The electrocardiogram (ECG) is a ubiquitous,
noninvasive procedure used extensively in diagnostic
cardiology. The purposes of the acquisition
of an ECG are varied, from bedside monitoring to
ambulatory event monitoring. In the emergency department,
the 12-lead ECG is the initial test for the patient
with chest discomfort or any other acute coronary
syndrome (ACS), and it must be obtained within 10
minutes of patient arrival according to established
standards. In the United States, the incidence of a new
myocardial infarction (MI) is approximately 610,000
annually, and the recurrence rate of a subsequent MI is
approximately 325,000 per year.1 In this context, the ECG
becomes an invaluable tool for the rapid identification of a
patient undergoing a cardiac event. Subsequently, the
interpretation of an ECG may identify patients who need
to go to the catheterization laboratory for emergent
reperfusion through a percutaneous coronary intervention
(PCI) or, if PCI is unavailable or contraindicated, the
administration of thrombolytics.
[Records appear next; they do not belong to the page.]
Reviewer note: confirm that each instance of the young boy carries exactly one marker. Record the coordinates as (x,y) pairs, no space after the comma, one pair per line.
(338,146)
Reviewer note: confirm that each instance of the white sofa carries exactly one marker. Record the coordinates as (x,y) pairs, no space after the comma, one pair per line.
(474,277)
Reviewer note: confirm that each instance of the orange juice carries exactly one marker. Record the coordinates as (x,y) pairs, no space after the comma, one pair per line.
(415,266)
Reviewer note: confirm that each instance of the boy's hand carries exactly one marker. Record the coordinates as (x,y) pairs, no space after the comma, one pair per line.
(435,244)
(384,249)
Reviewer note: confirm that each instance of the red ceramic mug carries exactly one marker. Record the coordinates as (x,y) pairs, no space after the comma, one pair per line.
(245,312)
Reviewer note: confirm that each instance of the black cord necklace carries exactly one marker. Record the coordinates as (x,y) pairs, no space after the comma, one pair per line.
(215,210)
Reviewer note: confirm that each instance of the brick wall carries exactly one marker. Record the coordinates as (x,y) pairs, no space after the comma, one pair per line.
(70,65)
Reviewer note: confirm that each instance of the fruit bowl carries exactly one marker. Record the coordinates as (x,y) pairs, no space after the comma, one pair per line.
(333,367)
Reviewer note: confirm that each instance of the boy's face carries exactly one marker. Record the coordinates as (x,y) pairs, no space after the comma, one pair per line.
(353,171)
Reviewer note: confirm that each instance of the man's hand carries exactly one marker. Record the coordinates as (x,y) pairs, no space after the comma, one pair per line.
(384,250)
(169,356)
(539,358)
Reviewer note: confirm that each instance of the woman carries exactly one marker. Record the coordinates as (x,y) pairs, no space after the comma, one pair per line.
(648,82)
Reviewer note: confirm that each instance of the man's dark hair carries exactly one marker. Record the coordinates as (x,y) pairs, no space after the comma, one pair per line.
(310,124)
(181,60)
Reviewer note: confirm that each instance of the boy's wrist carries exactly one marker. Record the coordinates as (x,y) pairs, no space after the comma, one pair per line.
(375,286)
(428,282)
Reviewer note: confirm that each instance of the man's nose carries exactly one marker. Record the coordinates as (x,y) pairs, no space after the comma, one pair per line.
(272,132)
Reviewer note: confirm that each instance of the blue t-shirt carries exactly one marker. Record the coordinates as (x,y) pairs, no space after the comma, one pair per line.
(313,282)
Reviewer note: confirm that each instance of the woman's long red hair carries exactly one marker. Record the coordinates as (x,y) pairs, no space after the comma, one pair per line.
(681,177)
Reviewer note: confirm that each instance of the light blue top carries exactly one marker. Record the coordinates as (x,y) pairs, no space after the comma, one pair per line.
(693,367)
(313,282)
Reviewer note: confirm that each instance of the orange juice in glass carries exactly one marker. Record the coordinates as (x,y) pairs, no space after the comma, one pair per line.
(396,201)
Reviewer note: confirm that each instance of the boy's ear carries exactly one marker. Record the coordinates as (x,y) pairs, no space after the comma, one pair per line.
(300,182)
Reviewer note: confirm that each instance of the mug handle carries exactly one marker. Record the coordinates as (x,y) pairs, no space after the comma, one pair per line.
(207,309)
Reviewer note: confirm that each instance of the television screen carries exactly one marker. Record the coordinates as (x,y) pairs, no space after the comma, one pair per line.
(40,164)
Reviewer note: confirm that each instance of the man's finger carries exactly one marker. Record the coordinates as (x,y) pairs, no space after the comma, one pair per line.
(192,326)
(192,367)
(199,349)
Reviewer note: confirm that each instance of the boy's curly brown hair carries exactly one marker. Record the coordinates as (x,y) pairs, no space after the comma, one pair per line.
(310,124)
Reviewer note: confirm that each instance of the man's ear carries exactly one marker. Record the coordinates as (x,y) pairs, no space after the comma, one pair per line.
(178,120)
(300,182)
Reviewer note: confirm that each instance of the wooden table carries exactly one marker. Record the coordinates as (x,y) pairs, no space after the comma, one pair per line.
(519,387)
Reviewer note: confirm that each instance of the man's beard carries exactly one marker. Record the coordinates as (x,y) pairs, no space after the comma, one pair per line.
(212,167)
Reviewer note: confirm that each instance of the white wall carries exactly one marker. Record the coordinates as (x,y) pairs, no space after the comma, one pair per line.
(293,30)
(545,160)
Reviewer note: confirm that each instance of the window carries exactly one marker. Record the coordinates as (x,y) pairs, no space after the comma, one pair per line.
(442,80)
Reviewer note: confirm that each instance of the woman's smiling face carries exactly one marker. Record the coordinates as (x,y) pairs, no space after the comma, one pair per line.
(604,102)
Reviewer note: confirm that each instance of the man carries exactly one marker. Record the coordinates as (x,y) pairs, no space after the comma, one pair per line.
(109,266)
Considering this degree of
importance, why are nurses not provided adequate training
on accurately obtaining 12-lead ECGs? Many essential
nursing skills have been relegated to “on-the-job” training,
but if the trainer/preceptor never learned proper form, the
trainee is subjected to improper techniques and a vicious
cycle is created. This article will focus exclusively on
properly acquiring a 12-lead ECG in the ED setting for a
patient with cardiovascular symptoms.